The bill, House Bill 174, was sponsored by House Ways and Means Committee Chairman Bill Poole, R-Tuscaloosa.
Everyone supported the bill to give the teachers and state employees a pay raise but some legislators felt that the raise should have bigger and that the Legislature should try to fund a way to get a bonus check for the state’s education retirees.
State Rep. Craig Ford, D-Gadsden, said that there are 90,000 education retirees. Giving all of them a $400 would cost $36 million.
“I know there are places in this budget where we could find $30 to $38 million if we put our heads together,” Ford said.

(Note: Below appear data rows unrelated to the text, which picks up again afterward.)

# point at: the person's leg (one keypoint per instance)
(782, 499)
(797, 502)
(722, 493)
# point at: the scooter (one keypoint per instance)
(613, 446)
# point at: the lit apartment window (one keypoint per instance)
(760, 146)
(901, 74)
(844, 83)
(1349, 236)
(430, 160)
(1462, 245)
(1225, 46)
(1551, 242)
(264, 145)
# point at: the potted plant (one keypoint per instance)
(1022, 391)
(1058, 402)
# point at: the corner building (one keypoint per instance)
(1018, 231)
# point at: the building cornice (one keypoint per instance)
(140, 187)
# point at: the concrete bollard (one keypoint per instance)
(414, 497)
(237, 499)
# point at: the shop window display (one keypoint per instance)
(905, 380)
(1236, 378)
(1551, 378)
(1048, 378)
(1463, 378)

“We are still ranked on the bottom when it comes to paying educators,” state Rep. Thomas Jackson, D-Thomasville, said. “Our educators deserve a little more than an insult of 2.5 percent pay increase when there is money just sitting there in the rolling reserve. Georgia, Tennessee, and Florida can reach across that line and get our teachers to go there.”
“You have got to have a heart for education,” Jackson said. “We want to improve the quality of education so we have got to give incentives to get people to become educators.”
Poole said that the 2.5 percent raise has a cost of $90 million. The $90 million aligns with the Teacher’s Retirement System’s request.
“Salaries including benefits are very competitive across the southeast region and this budget invests in classroom supplies in a manner that helps teachers,” Poole said.
State Rep. Terri Collins, R-Decatur, told Chairman Poole, “I appreciate you. You don’t just tell people what they want to hear but you include perspective to answer the question telling them the truth.”
State Rep. John Knight, D-Montgomery, asked if Poole would accept a substitute amendment increasing the pay raise by another 2.5 percent.
“We have things bottom up in this country,” State Rep. Artis McCampbell, D-Livingston, said. “We pay engineers, accountants, and financial advisors a huge amount of money but we don’t pay the people who gave them that education. We need to take a long term look at this situation and start trying to bring our educators not up to a southeast average or even to a national level; but to a level that will attract young people to the field. I am going to ask your for the next four years if you are still in this position to look at a plan where we are honestly attracting people to this field.”
Poole, while agreeing with the sentiment, said an increase needed to be done in a “sustainable responsible manner.”
“We offer these incentives to lure these employers but we don’t want to spend money on education to educate our kids to do these jobs,” Jackson said.
State Representative Laura Hall, D-Huntsville, said, “Tennessee has proposed a four percent pay raise. I am right by the line. That is an incentive for an individual to leave this state to benefit themselves.”
“If we are going to be competitive, we have got to take care of our teachers and public education employees,” Knight said.
The bill passed 100-0.
The bill now moves to the state Senate for their consideration.
Poole said that the Senate is considering a bill that would give education retirees a one-time bonus, but it is too early to comment until they have seen that.